Un meurtre abject
Le Directeur des poursuites criminelles et pénales (DPCP) a pris la seule décision qui s’imposait à la suite de la mort révoltante d’un enfant à naître, poignardé dans le ventre de sa mère. La Couronne a inculpé le père, Sofiane Ghazi, du meurtre prémédité du poupon et de six autres accusations, dont celles de tentative de meurtre et de menace de mort sur son épouse, Raja Ghazi, survivante de cette attaque sauvage perpétrée au domicile du couple, à Montréal-Nord. D’aucuns craignent une relance du débat sur le statut juridique du foetus dans cette affaire. La procureure en chef adjointe en matière de violence conjugale au DPCP, Anne Aubé, a fait un travail honorable pour communiquer au public les grandes lignes de son raisonnement juridique.
L’article 223 du Code criminel ne souffre d’aucun flou: «commet un homicide quiconque cause à un enfant, avant ou pendant sa naissance, des blessures qui entraînent sa mort après qu’il est devenu un être humain». Et l’enfant devient un être humain, au sens de la loi, lorsqu’il est « complètement sorti, vivant, du sein de sa mère». Qu’il ait respiré ou non, qu’il ait une circulation indépendante ou non, que le cordon ombilical soit coupé ou non n’y change rien. Si les médecins ont constaté la naissance de cet enfant martyr, il s’est affranchi de son statut de foetus pour devenir un être humain à part entière.
Il s’agit d’un cas unique, raison pour laquelle il suscite autant de questionnements. Il n’y a pas de cause comparable à celle de Sofiane Ghazi dans la jurisprudence. Les rares cas similaires relèvent de l’infanticide, qui est prohibé par une tout autre disposition du Code criminel.
L’accusation de meurtre prémédité est justifiée dans les circonstances. La cause de Sofiane Ghazi, présumé innocent jusqu’à preuve du contraire, ne débouchera pas sur une remise en question, même indirecte, du droit à l’avortement pour les femmes. Le foetus n’a aucun statut légal en vertu du Code criminel, et il n’en gagnera pas un à l’issue de cette affaire sordide.

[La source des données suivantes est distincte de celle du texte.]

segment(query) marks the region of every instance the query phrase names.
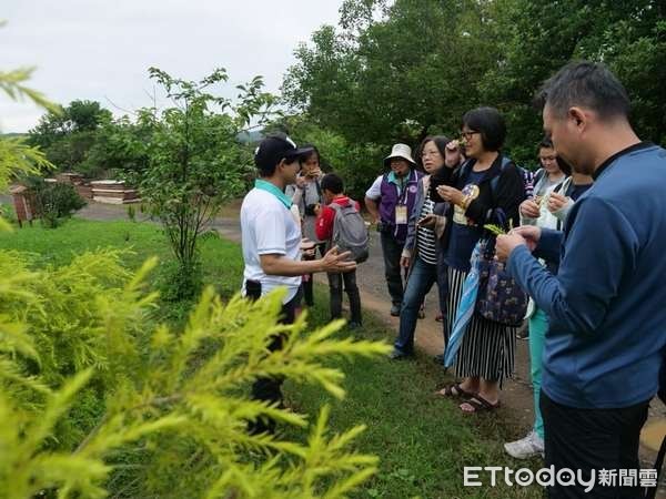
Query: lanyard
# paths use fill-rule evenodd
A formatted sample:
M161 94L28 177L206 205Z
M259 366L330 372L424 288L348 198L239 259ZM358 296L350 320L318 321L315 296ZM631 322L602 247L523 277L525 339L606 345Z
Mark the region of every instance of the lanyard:
M284 204L284 206L290 210L291 205L292 205L292 201L289 198L289 196L286 194L284 194L276 185L266 182L265 180L262 179L256 179L254 181L254 187L259 189L261 191L265 191L265 192L270 192L271 194L273 194L275 197L278 197L278 200Z

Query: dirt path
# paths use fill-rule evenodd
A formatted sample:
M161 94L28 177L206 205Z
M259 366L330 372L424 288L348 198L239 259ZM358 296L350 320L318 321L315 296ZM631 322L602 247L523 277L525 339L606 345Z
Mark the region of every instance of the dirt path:
M8 203L7 196L0 196L0 202ZM216 218L212 223L222 236L228 240L240 242L240 225L238 217L232 213L224 212L225 217ZM108 205L91 202L78 213L78 216L95 221L111 221L127 218L125 206ZM148 216L137 213L137 220L148 220ZM372 234L371 256L367 262L359 267L359 287L361 289L363 307L383 317L387 326L387 340L393 340L397 330L398 320L389 315L390 297L384 281L384 267L379 237ZM325 282L321 275L317 281ZM436 286L433 287L426 299L426 317L418 320L416 328L416 347L428 356L441 354L443 349L441 324L435 322L437 315ZM529 353L527 342L516 342L516 373L513 379L506 381L502 393L503 411L506 420L514 421L517 429L516 435L527 432L533 422L533 397L529 381ZM642 435L642 460L645 467L650 467L656 456L656 450L662 438L666 434L666 408L658 401L653 401L649 418ZM521 430L522 429L522 430ZM659 495L665 497L666 495Z

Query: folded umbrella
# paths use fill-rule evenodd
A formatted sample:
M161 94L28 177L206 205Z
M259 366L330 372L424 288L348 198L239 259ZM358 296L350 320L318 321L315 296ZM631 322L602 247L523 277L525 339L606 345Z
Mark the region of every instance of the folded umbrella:
M482 242L480 241L474 246L472 252L472 258L470 259L470 273L465 277L463 283L463 295L458 303L457 309L455 310L455 320L453 322L453 329L448 337L446 350L444 352L444 365L446 367L452 366L455 363L457 350L461 347L461 343L467 330L467 325L474 315L474 308L476 306L476 295L478 293L478 258L482 251Z

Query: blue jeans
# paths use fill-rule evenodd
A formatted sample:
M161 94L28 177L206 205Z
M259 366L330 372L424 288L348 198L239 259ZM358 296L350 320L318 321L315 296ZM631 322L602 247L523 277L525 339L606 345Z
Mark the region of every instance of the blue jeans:
M543 371L544 344L548 330L548 316L536 307L529 317L529 370L532 373L532 389L534 390L534 431L542 440L544 438L544 419L538 405L541 379Z
M440 308L443 307L443 299L445 297L445 283L440 281L440 276L443 273L437 273L437 266L425 263L418 256L414 261L412 272L407 278L407 285L405 286L405 294L403 297L402 307L400 309L400 329L397 333L397 339L393 346L404 353L411 354L414 352L414 330L416 330L416 322L418 320L418 308L423 303L423 298L433 287L433 284L437 283L440 291ZM446 340L446 335L444 335Z
M382 232L380 241L382 242L382 253L384 255L384 275L389 285L389 294L393 305L400 306L403 301L403 278L400 266L400 257L404 242L396 241L393 234Z

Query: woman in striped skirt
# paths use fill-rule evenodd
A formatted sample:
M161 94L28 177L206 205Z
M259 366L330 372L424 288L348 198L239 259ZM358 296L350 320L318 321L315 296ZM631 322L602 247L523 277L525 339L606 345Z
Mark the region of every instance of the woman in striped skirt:
M470 272L472 251L496 223L502 210L518 224L518 205L525 198L521 171L502 156L506 125L493 108L480 108L463 116L462 135L470 159L457 169L442 169L431 181L431 197L451 203L442 251L448 275L448 324L453 326L463 283ZM500 388L514 369L515 328L473 315L457 353L456 377L461 383L440 391L466 399L461 410L477 413L500 407Z

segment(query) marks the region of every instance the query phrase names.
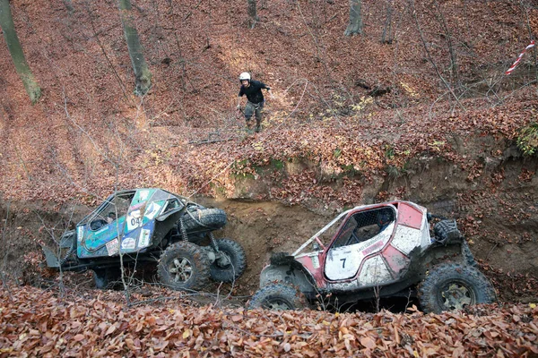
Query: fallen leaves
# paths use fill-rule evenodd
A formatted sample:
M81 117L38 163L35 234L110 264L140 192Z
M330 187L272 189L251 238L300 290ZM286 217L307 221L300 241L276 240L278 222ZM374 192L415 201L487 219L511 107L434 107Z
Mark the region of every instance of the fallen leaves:
M59 300L55 293L34 287L10 291L0 293L0 357L428 357L538 353L535 304L491 305L480 315L272 312L242 308L223 311L211 306L189 307L188 301L180 298L129 308L114 292L94 299L69 294ZM106 309L95 311L96 306ZM73 311L84 311L91 312L85 320L72 317Z

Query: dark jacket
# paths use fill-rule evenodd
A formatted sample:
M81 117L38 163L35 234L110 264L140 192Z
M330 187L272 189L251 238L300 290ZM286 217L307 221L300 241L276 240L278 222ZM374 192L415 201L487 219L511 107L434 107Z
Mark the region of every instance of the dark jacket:
M247 99L248 99L249 102L257 105L258 103L264 101L264 95L262 94L263 89L271 90L265 83L260 82L259 81L251 80L250 86L245 87L241 85L241 89L239 90L239 97L247 95Z

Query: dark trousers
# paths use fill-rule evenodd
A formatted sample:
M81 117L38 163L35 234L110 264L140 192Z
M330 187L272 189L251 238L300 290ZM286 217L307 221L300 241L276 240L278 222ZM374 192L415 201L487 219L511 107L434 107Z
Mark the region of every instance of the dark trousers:
M247 126L248 129L252 129L252 115L256 116L256 132L260 132L262 125L262 113L264 112L264 104L265 101L260 103L252 103L247 101L245 106L245 120L247 121Z

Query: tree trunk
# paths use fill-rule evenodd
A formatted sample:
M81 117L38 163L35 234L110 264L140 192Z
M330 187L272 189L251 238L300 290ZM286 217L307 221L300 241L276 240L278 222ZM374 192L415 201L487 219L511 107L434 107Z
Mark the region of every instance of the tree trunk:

Une autre réflexion s’impose dans cette histoire, sur l’intervention policière en matière de violence conjugale. La police de Montréal s’est rendue à répétition au domicile des Ghazi, y compris quelques heures avant le drame. Raja Ghazi n’a pas voulu quitter les lieux, malgré les avis contraires des policiers. Pourquoi le mari dément et dangereux n’a-t-il pas été arrêté? La même histoire se répète d’un drame familial à un autre. La scène de crime prend forme sous l’oeil des proches et des policiers, sans qu’ils puissent infléchir le cours tragique du destin. Il y a lieu de revoir les façons de faire.